Pruning#
Note
For information on accessing Quark PyTorch examples, refer to Accessing PyTorch Examples.
This example and the relevant files are available at /torch/language_modeling/llm_pruning
.
This topic contains examples of pruning language models (such as OPT and Llama) using Quark.
Preparation#
For Llama2 models, download the HF Llama2 checkpoint. Access the Llama2 models checkpoint by submitting a permission request to Meta. For additional details, see the Llama2 page on Huggingface. Upon obtaining permission, download the checkpoint to the [llama2_checkpoint_folder]
.
Pruning Scripts#
Run the following Python scripts in the examples/torch/language_modeling/llm_pruning
path.

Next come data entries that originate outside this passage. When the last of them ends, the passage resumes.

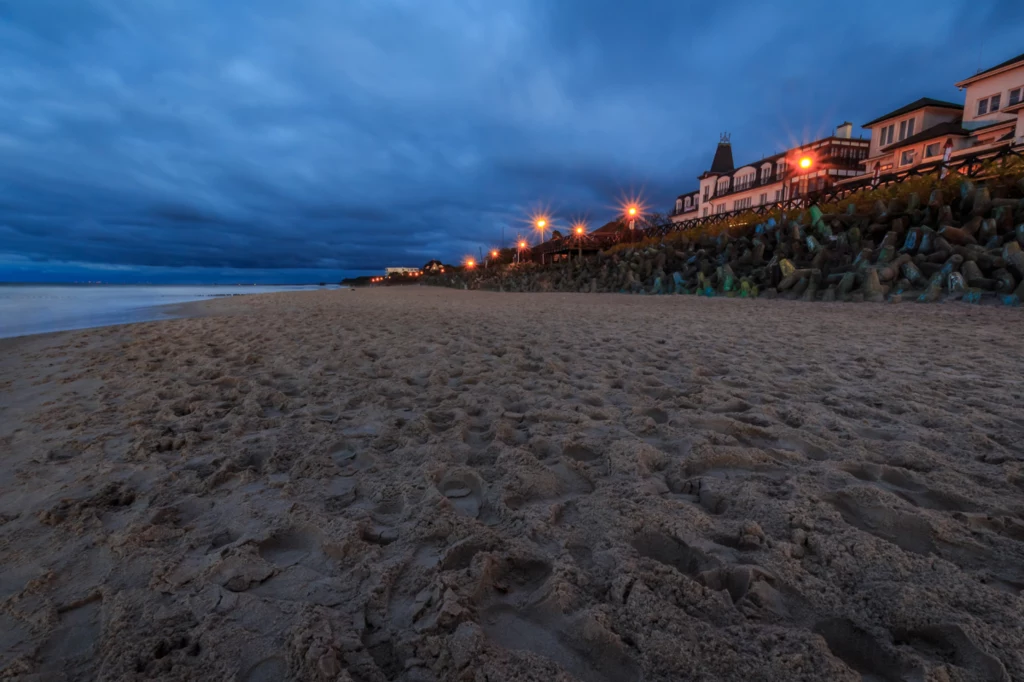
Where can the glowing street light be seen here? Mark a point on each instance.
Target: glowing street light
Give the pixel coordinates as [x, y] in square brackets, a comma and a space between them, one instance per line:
[580, 229]
[541, 222]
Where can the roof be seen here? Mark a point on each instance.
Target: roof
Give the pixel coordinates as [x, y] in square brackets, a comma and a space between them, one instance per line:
[913, 107]
[940, 130]
[981, 74]
[608, 227]
[723, 159]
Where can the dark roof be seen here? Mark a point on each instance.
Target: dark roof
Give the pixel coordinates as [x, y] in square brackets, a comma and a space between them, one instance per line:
[1019, 57]
[608, 227]
[913, 107]
[723, 159]
[940, 130]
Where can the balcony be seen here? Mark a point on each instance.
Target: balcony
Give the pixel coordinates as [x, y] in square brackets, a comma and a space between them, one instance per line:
[743, 186]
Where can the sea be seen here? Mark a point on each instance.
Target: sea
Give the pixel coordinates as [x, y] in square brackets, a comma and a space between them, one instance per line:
[40, 308]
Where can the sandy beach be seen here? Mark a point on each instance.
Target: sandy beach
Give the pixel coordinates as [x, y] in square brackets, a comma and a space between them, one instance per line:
[427, 484]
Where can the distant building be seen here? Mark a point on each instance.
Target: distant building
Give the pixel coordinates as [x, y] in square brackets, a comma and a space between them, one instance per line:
[725, 188]
[927, 130]
[993, 108]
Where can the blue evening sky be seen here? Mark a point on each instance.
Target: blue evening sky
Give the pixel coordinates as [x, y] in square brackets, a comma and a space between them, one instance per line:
[300, 140]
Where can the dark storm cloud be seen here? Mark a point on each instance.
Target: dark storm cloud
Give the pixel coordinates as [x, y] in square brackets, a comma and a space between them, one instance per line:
[348, 135]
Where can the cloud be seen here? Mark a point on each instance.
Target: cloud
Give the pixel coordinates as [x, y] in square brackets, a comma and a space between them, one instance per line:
[321, 134]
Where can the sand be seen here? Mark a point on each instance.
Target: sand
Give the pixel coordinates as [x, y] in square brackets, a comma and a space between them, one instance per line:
[431, 484]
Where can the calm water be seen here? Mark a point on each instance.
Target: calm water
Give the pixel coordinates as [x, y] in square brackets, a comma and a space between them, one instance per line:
[34, 309]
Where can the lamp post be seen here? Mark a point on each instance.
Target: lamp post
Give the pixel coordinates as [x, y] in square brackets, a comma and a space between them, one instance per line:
[542, 225]
[580, 228]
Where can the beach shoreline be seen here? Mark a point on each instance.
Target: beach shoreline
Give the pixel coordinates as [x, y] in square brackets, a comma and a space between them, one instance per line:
[419, 483]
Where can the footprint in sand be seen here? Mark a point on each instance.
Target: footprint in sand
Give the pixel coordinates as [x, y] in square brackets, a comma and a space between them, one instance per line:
[903, 483]
[948, 644]
[581, 453]
[861, 651]
[673, 552]
[271, 669]
[869, 513]
[514, 621]
[465, 491]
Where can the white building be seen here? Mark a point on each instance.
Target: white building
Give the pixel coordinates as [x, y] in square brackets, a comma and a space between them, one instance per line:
[993, 108]
[790, 174]
[990, 119]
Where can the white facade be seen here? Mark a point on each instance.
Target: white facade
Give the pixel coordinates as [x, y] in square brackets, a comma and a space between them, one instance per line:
[775, 178]
[996, 96]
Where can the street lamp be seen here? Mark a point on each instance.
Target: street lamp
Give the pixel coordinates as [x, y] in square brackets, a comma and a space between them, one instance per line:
[580, 229]
[542, 224]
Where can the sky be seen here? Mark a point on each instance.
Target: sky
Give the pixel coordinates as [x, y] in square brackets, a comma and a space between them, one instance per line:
[270, 141]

Use Llama2-7b as an example.
Note
To avoid memory limitations, GPU users can add the
--multi_gpu
argument when running the model on multiple GPUs.CPU users should add the
--device cpu
argument.
Recipe 1: Evaluation of Llama2 Float16 Model without Pruning#
python3 main.py --model_dir [llama2 checkpoint folder] \
--skip_pruning
Recipe 2: Pruning Model and Saved to Safetensors#
python3 main.py --model_dir [llama2 checkpoint folder] \
--pruning_algo "osscar" \
--num_calib_data 128 \
--save_pruned_model \
--save_dir save_dir